1st Grade Snowstorms, Snowmen, Texture, Painting and More

1st graders, in partnership with the Kindergarten, read the novel “Snowmen All Year’.  They read it for the same purpose but did something entirely different.  After working with my 3rd graders using shaving cream and glue made into puffy paint, I decided that the best thing to do was find more excuses to use it, haha – that said, I started by having a snow men in a snow storm project develop.

Students started by writing the letter “R” really large on their paper, the straight edge of the R was the left side of the paper and then the rest went towards the right.  This made our snowman look up close and personal and allowed us to talk about perspective.  This is a quick step so best to do this on the same day as the reading.

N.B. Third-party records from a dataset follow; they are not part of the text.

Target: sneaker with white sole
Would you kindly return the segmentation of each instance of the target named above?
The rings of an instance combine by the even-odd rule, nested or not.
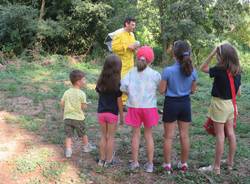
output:
[[[93,151],[93,150],[95,150],[95,149],[96,149],[96,146],[95,146],[95,145],[92,145],[92,144],[90,144],[90,143],[88,143],[87,145],[84,145],[84,146],[83,146],[83,152],[84,152],[84,153],[91,152],[91,151]]]
[[[144,165],[145,172],[152,173],[154,171],[154,164],[146,163]]]
[[[105,164],[105,160],[98,160],[98,163],[97,163],[98,166],[103,167],[104,164]]]
[[[171,174],[173,172],[173,169],[171,167],[171,164],[162,164],[163,169],[166,171],[167,174]]]
[[[140,165],[139,165],[138,162],[132,161],[132,162],[129,163],[129,169],[132,170],[132,171],[134,171],[136,169],[139,169],[139,167],[140,167]]]
[[[105,161],[105,163],[104,163],[104,167],[106,167],[106,168],[110,168],[110,167],[115,166],[117,163],[118,163],[118,162],[116,162],[115,160]]]
[[[65,157],[70,158],[72,156],[72,149],[65,149]]]
[[[178,162],[177,168],[178,168],[182,173],[186,173],[187,170],[188,170],[188,165],[187,165],[186,162],[185,162],[185,163]]]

From there, students mixed up their scientific concoction and made their puffy paint.  They the used sponge paint brushed to paint the snow on.  Students were instructed to paint “thick” just like a snowman would be – this insures that the snowman is white and not see through.  I used blue paper to make the sky an easy step.  It’s important to also stay in the lines otherwise our snowmen start to look like blobs.

After letting the shaving cream dry – overnight is best – it turns out very light, soft and fluffy.  It cracks in some places and others it crumples off but it gives a very nice snowy texture.  From there, we use numbers and dots to make our snowman come alive.  3 large dots of black paint for the buttons, 2 medium ones for the eyes and a few little ones for the mouth!

Students also cut and glue on an orange triangle (talk about shapes!) for the nose and then crumple up tissue paper and then smooth it out for the scarves.  The crumpling gives us a great chance to discuss “texture”.  To add the snowstorm, we use paint brushes (q tips would easily be better) to dot on the snowflakes falling.  We do a lot at the top and start to lessen the amount up towards the bottom to give the illusion that they are falling.  I kind of enjoyed the paint brushes because the strokes gave a lot of movement to the snow falling and sometimes, students accomplished a “snow storm” feel to their painting.  Other students wanted to put snow drops on the nose to make it look like the snow was falling over him “like in perspective, Miss J” – of course, I was all for this!

Next class we are designing a hat and adding it to our snowman while also writing a sentence about what we would do with our snowman if we could keep him all year.